Investigators at the University of Exeter Medical School have recently published data that combines sequence information with measures of gene regulation in schizophrenia patients and matched controls in order to better understand genetic variants and casual gene function in the disease pathogenesis. The findings from the study—An integrated genetic-epigenetic analysis of schizophrenia: evidence for co-localization of genetic associations and differential DNA methylation—were recently published in Genome Biology.
Schizophrenia is an inherited, neuropsychiatric disorder characterized by episodes of psychosis and altered brain function. Despite previous research that successfully identified genetic variants associated with schizophrenia, scientists remain uncertain about which genes cause the condition and how their function is regulated.
The current study obtained blood samples from nearly 2,000 individuals in order to clarify which specific genes are actually affected by the genetic variants associated with schizophrenia and potentially provide a blueprint for researchers to undertake similar analyses for other complex diseases.
“We performed a multi-stage epigenome-wide association study, quantifying genome-wide patterns of DNA methylation in a total of 1,714 individuals from three independent sample cohorts,” the authors wrote. “We have identified multiple differentially methylated positions and regions consistently associated with schizophrenia across the three cohorts—these effects are independent of important confounders such as smoking. We also show that epigenetic variation at multiple loci across the genome contributes to the polygenic nature of schizophrenia.”

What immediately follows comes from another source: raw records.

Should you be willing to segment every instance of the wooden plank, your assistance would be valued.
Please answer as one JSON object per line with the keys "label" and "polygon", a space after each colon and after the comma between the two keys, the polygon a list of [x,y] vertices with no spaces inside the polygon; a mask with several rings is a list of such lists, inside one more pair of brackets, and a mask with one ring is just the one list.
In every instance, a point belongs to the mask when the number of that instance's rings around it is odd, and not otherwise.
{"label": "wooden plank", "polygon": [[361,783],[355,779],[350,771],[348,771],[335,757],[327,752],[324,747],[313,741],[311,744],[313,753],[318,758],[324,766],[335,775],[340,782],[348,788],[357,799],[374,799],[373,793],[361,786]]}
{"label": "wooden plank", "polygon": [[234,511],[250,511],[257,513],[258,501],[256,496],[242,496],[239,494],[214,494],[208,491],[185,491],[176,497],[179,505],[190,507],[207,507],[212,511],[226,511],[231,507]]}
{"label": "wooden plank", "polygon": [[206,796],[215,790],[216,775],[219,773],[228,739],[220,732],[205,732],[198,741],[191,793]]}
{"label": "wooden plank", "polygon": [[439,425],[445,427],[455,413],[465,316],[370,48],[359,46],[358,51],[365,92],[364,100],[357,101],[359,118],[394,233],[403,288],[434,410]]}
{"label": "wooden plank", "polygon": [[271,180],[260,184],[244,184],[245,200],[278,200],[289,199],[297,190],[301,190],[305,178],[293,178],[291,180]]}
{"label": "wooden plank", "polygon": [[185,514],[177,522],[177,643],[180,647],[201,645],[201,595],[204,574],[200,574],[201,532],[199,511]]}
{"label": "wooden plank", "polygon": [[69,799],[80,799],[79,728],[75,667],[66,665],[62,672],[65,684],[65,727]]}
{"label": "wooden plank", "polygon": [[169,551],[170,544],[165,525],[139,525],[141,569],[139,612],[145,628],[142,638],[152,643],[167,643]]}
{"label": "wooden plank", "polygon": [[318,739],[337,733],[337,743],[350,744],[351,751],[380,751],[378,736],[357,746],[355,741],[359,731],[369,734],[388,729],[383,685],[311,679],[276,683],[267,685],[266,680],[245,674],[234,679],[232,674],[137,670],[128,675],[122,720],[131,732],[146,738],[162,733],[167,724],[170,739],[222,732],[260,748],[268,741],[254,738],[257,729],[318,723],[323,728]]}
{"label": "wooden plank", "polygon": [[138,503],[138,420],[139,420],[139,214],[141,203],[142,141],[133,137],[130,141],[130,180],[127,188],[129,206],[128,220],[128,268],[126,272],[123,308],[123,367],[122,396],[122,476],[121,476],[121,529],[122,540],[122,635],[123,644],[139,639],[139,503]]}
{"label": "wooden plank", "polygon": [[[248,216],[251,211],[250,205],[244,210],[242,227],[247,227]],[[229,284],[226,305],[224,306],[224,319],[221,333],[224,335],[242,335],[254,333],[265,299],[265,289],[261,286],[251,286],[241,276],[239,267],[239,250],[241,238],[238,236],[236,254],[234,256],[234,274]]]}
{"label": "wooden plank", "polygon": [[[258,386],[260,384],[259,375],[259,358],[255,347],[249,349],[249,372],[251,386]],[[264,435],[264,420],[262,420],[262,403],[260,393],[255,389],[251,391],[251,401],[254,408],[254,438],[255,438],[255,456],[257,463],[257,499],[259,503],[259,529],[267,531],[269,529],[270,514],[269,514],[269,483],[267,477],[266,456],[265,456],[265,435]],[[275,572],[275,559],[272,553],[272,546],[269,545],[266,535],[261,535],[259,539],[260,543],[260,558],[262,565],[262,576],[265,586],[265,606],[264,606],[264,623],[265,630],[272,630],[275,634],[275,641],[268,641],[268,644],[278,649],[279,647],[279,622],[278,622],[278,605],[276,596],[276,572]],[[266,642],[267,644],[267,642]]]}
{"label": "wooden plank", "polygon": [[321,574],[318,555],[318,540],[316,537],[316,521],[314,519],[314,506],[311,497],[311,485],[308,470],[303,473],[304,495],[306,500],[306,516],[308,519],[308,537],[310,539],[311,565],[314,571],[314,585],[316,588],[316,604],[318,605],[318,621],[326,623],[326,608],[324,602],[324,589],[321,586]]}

“This study highlights the power of integrating different types of genomic data to better understand how disease-associated DNA sequence variation actually influences the way in which genes function,” explained senior study author Jonathan Mill, Ph.D., professor of epigenetics at the University of Exeter Medical School. “Although our study focused on schizophrenia, we're now applying this approach to other types of complex disease.”
The team focused on both the underlying genetic sequence and DNA methylation—an epigenetic mark that regulates both gene expression and function. By profiling genetic and regulatory variation in the same samples, the group found that many of the genetic variants previously found to be associated with schizophrenia have potential effects on gene regulation.
Additionally, the research team identified epigenetic changes in 26 of 105 regions in the genome previously implicated in schizophrenia, prioritizing specific genes for further functional studies and as potential targets for novel treatments.
“It is clear that genetic studies need to look beyond simply sequencing DNA, and in this study we simultaneously profiled DNA methylation,” concluded lead study author Eilis Hannon, Ph.D., a bioinformatics research fellow in the Complex Disease Epigenetics Group at University of Exeter Medical School. “By aligning the results from these two molecular approaches, we have generated a list of genes directly affected by schizophrenia genetic risk factors.”